When writing and editing XML, I find a lot of advantages in using a dedicated, schema-aware XML editor which integrates well with typing and editing (valid element/attribute lists on type-ahead, autoclosing tags, syntax checking).

Both HTML and XML editors I've used have syntax colouring and checking (for other file types like JavaScript and CSS too), and many keyboard and other productivity shortcuts.

There's an overhead in learning any syntax, and the more varieties you learn, the greater the overhead (although this may not be a problem for some people), and the more syntax mistakes you make (for example, I have to remember at least four separate comment syntaxes for XML/HTML, SQL, VB.NET and CSS/JavaScript).

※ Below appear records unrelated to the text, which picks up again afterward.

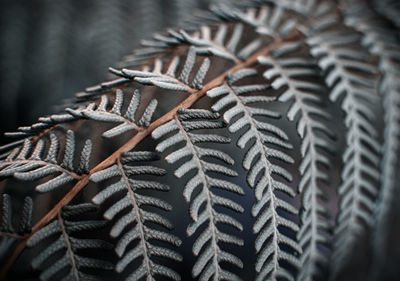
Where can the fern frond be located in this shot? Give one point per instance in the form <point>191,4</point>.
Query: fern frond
<point>207,245</point>
<point>381,41</point>
<point>170,79</point>
<point>271,240</point>
<point>30,163</point>
<point>292,73</point>
<point>127,121</point>
<point>134,225</point>
<point>339,55</point>
<point>6,221</point>
<point>64,256</point>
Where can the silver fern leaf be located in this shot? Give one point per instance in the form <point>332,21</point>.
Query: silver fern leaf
<point>381,41</point>
<point>291,73</point>
<point>127,121</point>
<point>257,161</point>
<point>140,231</point>
<point>30,163</point>
<point>339,55</point>
<point>64,257</point>
<point>207,245</point>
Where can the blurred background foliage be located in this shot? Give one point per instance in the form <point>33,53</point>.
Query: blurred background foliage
<point>50,49</point>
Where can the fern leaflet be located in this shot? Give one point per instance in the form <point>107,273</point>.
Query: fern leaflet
<point>360,174</point>
<point>64,234</point>
<point>292,73</point>
<point>34,163</point>
<point>140,232</point>
<point>207,245</point>
<point>257,136</point>
<point>114,115</point>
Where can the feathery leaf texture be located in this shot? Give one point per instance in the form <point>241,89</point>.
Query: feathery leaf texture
<point>114,115</point>
<point>291,73</point>
<point>257,137</point>
<point>207,245</point>
<point>256,62</point>
<point>133,225</point>
<point>348,74</point>
<point>7,225</point>
<point>66,250</point>
<point>381,41</point>
<point>169,80</point>
<point>31,162</point>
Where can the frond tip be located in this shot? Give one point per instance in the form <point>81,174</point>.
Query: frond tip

Even in wikis where I have seen syntax like Txt2Tags, they still have to provide buttons and guides, so it is not that intuitive, and there is no real help if you make syntax errors (you have to view and find your mistake in the WYSIWYG preview, generally). I can understand your use cases, but I'm not convinced that it would be a widely-used format, especially if it cannot cope with change (like HTML and CSS have done quite successfully).